The divers, who formed the SeaChange Trust, have recorded their discoveries in a book titled Sea Change: Primal Joy and the art of underwater tracking, which will be launched this month.
Sea Change is told through a moving personal narrative and crosses the divide between “art book” and “natural history”.
The team’s discoveries have led to a groundbreaking octopus/shark sequence in the BBC’s Blue Planet II TV series and an outdoor photography exhibition seen by an estimated one million people.
At least seven new species and over 40 new animal behaviours have been discovered through the tracking methods.
Co-founders Craig Foster, one of the world’s leading natural history film-makers, and Ross Frylinck, published author and journalist, capture how their relationships with the sea creatures change after every dive.
Foster describes tracking as “the language of the wild” and views it as the very first language our ancestors learned to speak.
He said on land, tracking is an extremely complex sensory process dominated by sound and smell, micro-habitats and wind, claw and beak marks – a web of deep knowing.

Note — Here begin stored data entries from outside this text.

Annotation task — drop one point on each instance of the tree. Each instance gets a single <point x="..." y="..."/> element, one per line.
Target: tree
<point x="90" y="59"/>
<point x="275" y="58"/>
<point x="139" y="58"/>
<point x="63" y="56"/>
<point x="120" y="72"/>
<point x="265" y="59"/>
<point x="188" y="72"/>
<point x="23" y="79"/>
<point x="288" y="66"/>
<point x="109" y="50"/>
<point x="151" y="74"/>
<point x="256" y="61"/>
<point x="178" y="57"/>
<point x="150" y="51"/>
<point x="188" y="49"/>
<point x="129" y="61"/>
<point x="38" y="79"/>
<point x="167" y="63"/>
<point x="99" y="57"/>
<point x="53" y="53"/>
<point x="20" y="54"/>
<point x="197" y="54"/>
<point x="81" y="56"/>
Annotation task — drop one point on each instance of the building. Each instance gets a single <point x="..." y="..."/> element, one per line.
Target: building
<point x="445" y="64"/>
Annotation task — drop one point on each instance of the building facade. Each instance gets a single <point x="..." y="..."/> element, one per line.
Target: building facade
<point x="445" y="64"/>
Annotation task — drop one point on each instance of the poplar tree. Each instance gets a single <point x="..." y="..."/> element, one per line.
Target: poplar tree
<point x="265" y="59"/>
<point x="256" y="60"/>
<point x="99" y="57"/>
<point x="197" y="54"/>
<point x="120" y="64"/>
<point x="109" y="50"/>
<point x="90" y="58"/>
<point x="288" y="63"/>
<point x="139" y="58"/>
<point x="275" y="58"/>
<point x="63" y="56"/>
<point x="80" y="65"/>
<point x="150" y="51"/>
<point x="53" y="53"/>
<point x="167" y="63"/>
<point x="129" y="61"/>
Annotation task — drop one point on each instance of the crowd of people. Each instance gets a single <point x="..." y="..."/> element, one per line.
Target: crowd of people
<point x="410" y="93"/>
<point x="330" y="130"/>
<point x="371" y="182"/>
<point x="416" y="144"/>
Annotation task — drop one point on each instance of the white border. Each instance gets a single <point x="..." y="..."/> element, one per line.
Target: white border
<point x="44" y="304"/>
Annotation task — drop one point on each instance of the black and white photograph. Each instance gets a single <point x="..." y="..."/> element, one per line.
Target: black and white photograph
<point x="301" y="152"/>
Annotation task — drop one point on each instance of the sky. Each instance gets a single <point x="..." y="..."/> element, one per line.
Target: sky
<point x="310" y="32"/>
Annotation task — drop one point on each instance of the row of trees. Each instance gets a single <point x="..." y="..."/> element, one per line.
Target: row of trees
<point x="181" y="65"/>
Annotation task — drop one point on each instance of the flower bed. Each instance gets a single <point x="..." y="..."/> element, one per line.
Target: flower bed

While with underwater and intertidal tracking, visual sense becomes dominant.
“The supreme teachers of tracking underwater have been the animals themselves: the octopus, the cling fish, the helmet shell, the urchin, the cuttlefish, the otter, and the pyjama catshark.
“It’s their marine tracks that are the strings and keys that make up the musical instruments of the wild, instruments that eventually allow the tracker to tap into the symphony that is our original dance with nature.”
Sea-Change Trust chairperson and executive producer Carina Frankal said they were hoping that the book is the first stage in getting the African kelp forest, home to more than 14 000 documented species, on the map as one of the great natural wonders in the world.
“Currently only 0.4% of South Africa’s oceans is protected and 98% of the ocean territory surrounding our coast has been earmarked for mining.
“We need to make it known just how important it is to protect our marine habitats, so that ecosystems like the kelp forest will continue to thrive for centuries to come.”